Abbreviated New Drug Application, Analysis Skills, Biology, Biotech and Pharmaceutical, Building Commissioning, Campaigns, Consulting, Content Development, Current Good Manufacturing Practice (cGMP), Drug Development, Drug Manufacturing, Equipment Selection, GMP (Good Manufacturing Practices), Healthcare, High Performance Liquid Chromatography (HPLC), Leadership, Manufacturing, Medical Equipment, Medical Organizations, Process Control Engineering, Process Development, Process Manufacturing, Product Lifecycle, Research & Development (R&D), Startup, Technical Leadership, Technical Writing
Pinnaql is a trusted consulting partner to regulated life sciences companies, providing deep technical, validation, and quality expertise across every stage of the product lifecycle. We partner with pharmaceutical, biotech, and medical device organizations to navigate complexity, accelerate project timelines, and maintain a strong state of compliance and audit readiness.

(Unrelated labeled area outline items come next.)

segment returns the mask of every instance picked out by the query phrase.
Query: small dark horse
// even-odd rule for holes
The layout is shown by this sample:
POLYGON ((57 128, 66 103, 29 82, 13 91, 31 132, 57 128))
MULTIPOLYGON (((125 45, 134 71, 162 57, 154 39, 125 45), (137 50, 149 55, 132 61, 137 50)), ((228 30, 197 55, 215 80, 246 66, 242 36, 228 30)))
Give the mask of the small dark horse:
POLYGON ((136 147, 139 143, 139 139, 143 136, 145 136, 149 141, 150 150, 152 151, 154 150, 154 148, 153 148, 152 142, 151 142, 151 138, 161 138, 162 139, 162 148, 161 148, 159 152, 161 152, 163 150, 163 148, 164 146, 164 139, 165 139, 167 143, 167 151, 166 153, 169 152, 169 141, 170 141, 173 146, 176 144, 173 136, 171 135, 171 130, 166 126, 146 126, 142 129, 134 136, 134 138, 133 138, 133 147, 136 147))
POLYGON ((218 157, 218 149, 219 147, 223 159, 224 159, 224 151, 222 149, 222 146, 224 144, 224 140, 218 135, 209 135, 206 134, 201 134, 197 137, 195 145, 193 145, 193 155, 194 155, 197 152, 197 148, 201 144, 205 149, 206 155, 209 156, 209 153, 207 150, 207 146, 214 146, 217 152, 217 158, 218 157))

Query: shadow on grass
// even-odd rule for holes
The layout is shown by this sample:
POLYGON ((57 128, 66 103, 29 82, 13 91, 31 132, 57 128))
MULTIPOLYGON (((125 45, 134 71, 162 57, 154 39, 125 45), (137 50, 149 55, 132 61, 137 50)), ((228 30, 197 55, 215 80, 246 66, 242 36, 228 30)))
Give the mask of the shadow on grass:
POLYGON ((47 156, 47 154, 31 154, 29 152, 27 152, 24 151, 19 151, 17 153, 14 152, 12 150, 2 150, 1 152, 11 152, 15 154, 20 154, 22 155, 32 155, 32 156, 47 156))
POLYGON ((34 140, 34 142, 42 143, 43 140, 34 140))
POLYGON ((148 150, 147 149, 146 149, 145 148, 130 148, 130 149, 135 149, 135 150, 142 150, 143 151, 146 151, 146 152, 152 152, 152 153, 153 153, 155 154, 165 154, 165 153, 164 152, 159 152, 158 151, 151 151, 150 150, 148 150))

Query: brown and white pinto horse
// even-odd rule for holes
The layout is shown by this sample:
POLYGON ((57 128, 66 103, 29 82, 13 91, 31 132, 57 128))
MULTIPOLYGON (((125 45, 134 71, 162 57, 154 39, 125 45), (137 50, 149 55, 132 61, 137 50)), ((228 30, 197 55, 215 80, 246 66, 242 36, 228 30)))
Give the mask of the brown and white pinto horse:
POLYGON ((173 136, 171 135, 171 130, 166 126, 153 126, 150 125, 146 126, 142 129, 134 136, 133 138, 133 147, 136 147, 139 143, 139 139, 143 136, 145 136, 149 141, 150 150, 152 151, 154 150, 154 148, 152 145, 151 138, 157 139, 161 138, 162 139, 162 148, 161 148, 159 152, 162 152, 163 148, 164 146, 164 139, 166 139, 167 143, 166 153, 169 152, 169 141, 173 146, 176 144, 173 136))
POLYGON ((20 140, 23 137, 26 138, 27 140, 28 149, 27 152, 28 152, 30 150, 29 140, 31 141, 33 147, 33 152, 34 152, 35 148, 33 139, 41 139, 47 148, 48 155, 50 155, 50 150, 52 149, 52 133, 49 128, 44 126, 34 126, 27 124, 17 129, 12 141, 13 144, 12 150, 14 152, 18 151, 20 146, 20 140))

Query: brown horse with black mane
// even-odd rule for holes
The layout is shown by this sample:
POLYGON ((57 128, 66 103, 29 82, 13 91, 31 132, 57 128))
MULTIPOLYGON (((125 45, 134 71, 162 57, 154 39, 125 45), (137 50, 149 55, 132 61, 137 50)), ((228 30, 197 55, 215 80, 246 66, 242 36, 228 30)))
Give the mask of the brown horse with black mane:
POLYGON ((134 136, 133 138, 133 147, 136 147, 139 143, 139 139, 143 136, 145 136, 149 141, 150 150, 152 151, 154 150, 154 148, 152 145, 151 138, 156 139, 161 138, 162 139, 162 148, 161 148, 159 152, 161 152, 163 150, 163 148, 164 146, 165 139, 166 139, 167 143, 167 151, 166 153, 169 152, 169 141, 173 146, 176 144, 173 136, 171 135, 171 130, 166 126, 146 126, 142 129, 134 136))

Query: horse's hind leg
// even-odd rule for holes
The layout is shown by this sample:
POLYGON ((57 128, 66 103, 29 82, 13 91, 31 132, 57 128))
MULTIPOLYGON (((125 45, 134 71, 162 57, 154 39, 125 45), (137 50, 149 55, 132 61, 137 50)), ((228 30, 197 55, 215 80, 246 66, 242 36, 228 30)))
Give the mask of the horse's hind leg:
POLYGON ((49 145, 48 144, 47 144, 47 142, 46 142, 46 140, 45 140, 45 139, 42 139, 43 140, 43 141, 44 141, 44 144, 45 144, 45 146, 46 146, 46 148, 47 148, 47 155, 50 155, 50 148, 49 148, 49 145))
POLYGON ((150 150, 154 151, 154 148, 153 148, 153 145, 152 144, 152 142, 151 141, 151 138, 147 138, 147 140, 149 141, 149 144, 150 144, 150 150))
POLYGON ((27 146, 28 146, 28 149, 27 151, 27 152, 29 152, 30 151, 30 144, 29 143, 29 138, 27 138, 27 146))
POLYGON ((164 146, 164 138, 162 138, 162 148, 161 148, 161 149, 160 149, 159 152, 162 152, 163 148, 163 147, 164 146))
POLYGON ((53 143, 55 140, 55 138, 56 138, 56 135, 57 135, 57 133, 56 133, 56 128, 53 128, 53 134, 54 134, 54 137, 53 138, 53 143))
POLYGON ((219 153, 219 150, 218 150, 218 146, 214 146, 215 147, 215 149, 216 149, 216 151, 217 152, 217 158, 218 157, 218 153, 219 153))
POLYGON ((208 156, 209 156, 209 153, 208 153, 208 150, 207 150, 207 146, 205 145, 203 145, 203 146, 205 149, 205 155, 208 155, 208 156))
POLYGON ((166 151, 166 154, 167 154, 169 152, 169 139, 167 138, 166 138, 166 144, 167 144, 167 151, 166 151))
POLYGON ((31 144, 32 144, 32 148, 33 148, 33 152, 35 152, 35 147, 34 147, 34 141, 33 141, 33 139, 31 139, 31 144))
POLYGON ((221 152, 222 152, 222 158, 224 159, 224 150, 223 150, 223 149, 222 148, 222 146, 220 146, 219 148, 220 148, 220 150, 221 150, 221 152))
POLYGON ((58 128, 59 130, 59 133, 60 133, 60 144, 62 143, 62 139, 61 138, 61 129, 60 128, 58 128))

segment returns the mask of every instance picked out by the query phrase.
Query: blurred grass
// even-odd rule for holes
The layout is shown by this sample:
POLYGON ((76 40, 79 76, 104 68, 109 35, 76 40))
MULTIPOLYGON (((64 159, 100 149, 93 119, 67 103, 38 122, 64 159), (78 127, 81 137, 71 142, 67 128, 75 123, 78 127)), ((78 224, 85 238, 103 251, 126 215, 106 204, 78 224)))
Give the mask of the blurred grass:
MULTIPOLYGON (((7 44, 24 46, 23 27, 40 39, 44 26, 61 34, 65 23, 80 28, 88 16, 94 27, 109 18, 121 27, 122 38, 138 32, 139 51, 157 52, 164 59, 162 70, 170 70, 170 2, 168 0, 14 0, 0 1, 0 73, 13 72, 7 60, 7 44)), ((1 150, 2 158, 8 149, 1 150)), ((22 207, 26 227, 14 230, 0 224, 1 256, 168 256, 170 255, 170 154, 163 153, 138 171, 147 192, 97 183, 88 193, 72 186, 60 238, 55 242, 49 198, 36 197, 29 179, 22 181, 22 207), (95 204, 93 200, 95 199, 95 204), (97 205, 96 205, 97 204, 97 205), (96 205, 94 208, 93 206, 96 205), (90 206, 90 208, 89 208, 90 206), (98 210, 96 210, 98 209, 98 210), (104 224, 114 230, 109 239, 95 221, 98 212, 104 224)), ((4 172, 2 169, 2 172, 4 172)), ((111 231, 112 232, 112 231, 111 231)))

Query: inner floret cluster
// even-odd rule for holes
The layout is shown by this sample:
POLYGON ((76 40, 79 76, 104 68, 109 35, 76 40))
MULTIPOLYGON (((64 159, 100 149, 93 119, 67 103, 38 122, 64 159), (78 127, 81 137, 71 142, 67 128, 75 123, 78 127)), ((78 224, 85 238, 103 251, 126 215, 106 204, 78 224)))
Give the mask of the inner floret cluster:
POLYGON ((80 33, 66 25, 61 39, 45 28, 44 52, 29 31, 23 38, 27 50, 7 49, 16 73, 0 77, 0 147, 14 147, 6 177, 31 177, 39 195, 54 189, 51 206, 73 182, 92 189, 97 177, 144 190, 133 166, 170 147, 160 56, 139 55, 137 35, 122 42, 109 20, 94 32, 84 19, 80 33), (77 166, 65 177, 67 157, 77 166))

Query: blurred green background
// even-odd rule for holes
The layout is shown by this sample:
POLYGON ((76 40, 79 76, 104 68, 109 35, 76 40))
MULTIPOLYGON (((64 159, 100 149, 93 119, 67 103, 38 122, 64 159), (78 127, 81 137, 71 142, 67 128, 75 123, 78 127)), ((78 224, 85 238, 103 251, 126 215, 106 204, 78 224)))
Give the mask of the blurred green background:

We are seeking a Director, Peptide Process R&D and Scale-Up to serve as a founding technical leader for an emerging peptide therapeutics company establishing next-generation manufacturing and drug development capabilities in Fishers, IN.
This is a high-impact, hands-on leadership role where you will own peptide process development from early-stage R&D through first cGMP batch production. You will define the technical direction, make critical scale-up decisions, and establish the foundation for the company’s future CMC and process development organization.
This is not a purely strategic role—you will be deeply involved in execution, working directly on the manufacturing floor and influencing real-time decisions.
Candidates must be legally authorized to work in the United States and able to maintain that authorization independently throughout employment. The company is unable to provide employment visa sponsorship for this position. Relocation assistance is available for qualified U.S. based candidates.
Key Responsibilities:
- Own end-to-end peptide process development and scale-up strategy and execution
- Design, develop, and scale Fmoc SPPS processes for commercial manufacturing
- Serve as the technical authority on process development, scale-up, and manufacturing readiness
- Translate uncertainty into clear, actionable decisions across:
- Equipment selection
- Process parameters
- Purification strategy
- Cleaning and validation approaches
- Lead technical CMC content development supporting DMF/ANDA filings
- Drive equipment URS definition and selection (SPPS reactors, prep HPLC, lyophilization systems)
- Partner with engineering firms and vendors to enable facility design, build, and commissioning
- Establish process controls, analytical strategies, and GMP readiness
- Lead and support scale-up campaigns, PPQ, and first cGMP batch execution
- Build and scale the process development and CMC function post-Series A
Minimum Qualifications:
- Extensive hands-on experience scaling Fmoc SPPS processes to commercial or near-commercial scale
- Direct kilo-scale manufacturing / reactor experience (on the floor, not just in the lab)
- Proven participation in GMP campaigns or late-stage scale-up programs
- Demonstrated ability to own development through GMP execution
- Strong decision-making ability in ambiguous, early-stage environments
Preferred Qualifications:
- Experience authoring technical CMC sections for DMF or ANDA submissions
- Experience with facility startup, tech transfer, and equipment qualification (CQV)
- Deep expertise in:
- Lipidation and complex peptide chemistries
- Disulfide bond formation
- Impurity control strategies
- Cleaning validation
- Experience with prep HPLC, lyophilization, and solvent systems at scale
- PhD preferred; strong MS candidates considered
Leadership & Technical Expectations:
- Ability to design and size:
- SPPS reactor trains
- Purification systems
- Lyophilization capacity
- Deep understanding of scale-up risks, tradeoffs, and failure modes
- Operates with an owner mindset, balancing speed and technical rigor
- Comfortable challenging vendors, consultants, and assumptions when needed
At Pinnaql, people always come first. We believe that when you're empowered to do your best work, bold ideas thrive and real progress happens. This isn't just a job - it's an opportunity to make a meaningful difference by shaping the future of healthcare and technology alongside a purpose-driven, supportive team.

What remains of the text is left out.